Phenylboronic acid-tethered chondroitin sulfate-based mucoadhesive nanostructured lipid carriers for the treatment of dry eye syndrome

Dry eye syndrome is a common eye disease that affects many people worldwide. It is usually treated with eye drops, which has low bioavailability owing to rapid clearance from the ocular surface and leads to poor patient compliance and side effects. For the purpose of improving the therapeutic efficacy, nanostructured lipid carrier (NLC)-loaded dexamethasone (DEX) was prepared and functionalized with (3-aminomethylphenyl)boronic acid-conjugated chondroitin sulfate (APBA-ChS). As APBA has a boronic acid group, it can form a high-affinity complex with sialic acids present in the ocular mucin, which contributes to extension of corneal retention time and improvement of drug delivery. Compared with eye drops, Rhodamine B (RhB)-labeled APBA-ChS-NLC could significantly prolong the residence time on the corneal surface.

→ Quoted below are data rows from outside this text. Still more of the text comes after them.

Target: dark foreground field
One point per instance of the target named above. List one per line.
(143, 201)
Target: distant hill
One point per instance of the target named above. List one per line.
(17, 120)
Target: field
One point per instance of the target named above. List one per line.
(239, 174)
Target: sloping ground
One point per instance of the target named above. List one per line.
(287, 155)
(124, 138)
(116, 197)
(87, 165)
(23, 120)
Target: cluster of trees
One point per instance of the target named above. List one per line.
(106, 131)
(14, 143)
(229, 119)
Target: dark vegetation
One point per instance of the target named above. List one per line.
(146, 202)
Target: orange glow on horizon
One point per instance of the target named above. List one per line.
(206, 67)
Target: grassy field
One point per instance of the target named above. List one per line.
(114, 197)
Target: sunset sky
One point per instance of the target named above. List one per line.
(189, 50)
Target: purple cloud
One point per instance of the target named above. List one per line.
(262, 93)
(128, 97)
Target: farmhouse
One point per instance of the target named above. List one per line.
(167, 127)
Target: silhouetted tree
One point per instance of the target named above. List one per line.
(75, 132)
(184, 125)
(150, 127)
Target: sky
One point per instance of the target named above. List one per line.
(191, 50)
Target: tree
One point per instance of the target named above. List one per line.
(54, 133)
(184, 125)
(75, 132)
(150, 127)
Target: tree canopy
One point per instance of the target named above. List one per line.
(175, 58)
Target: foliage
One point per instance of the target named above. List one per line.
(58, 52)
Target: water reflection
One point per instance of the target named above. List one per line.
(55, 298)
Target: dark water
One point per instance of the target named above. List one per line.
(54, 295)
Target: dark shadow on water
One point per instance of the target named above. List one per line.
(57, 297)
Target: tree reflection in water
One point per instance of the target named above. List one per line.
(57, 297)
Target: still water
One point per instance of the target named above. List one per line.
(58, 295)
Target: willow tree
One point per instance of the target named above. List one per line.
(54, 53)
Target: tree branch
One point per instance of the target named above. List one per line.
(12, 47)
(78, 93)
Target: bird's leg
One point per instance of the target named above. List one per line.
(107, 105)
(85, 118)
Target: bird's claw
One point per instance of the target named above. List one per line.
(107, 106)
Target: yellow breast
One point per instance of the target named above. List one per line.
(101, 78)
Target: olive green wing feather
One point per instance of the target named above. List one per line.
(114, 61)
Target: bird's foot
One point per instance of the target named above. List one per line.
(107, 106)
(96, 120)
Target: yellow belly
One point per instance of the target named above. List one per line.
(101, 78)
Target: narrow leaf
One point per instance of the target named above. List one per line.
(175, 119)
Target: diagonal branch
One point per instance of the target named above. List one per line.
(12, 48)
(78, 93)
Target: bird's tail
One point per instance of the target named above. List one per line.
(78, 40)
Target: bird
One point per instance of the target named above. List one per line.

Moreover, the DEX-APBA-ChS-NLC showed no irritation to the rabbit eye as indicated in irritation studies and histological images. The pharmacodynamics study indicated that DEX-APBA-ChS-NLC could relieve symptoms of dry eye disease in rabbits. These results demonstrated that the developed mucoadhesive drug carrier could improve the delivery of drugs and have promising potential to treat anterior eye diseases. STATEMENT OF SIGNIFICANCE: In this research, (3-aminomethylphenyl)boronic acid-conjugated chondroitin sulfate (APBA-ChS)-based nanostructured lipid carriers (NLCs) including dexamethasone (DEX) were designed and constructed. APBA-ChS, which is present on the surface of DEX-NLC and contains the boronic acid group, can form complex with sialic acids in the ocular mucin, hence leading to prolonged precorneal retention. This affinity between boronic acid and sialic acids was used to develop a mucoadhesive drug delivery system. The developed mucoadhesive drug carrier demonstrated prolonged retention time and alleviation of dry eye syndrome. APBA-ChS-based NLC may be considered a promising ocular drug delivery system for treating anterior eye diseases.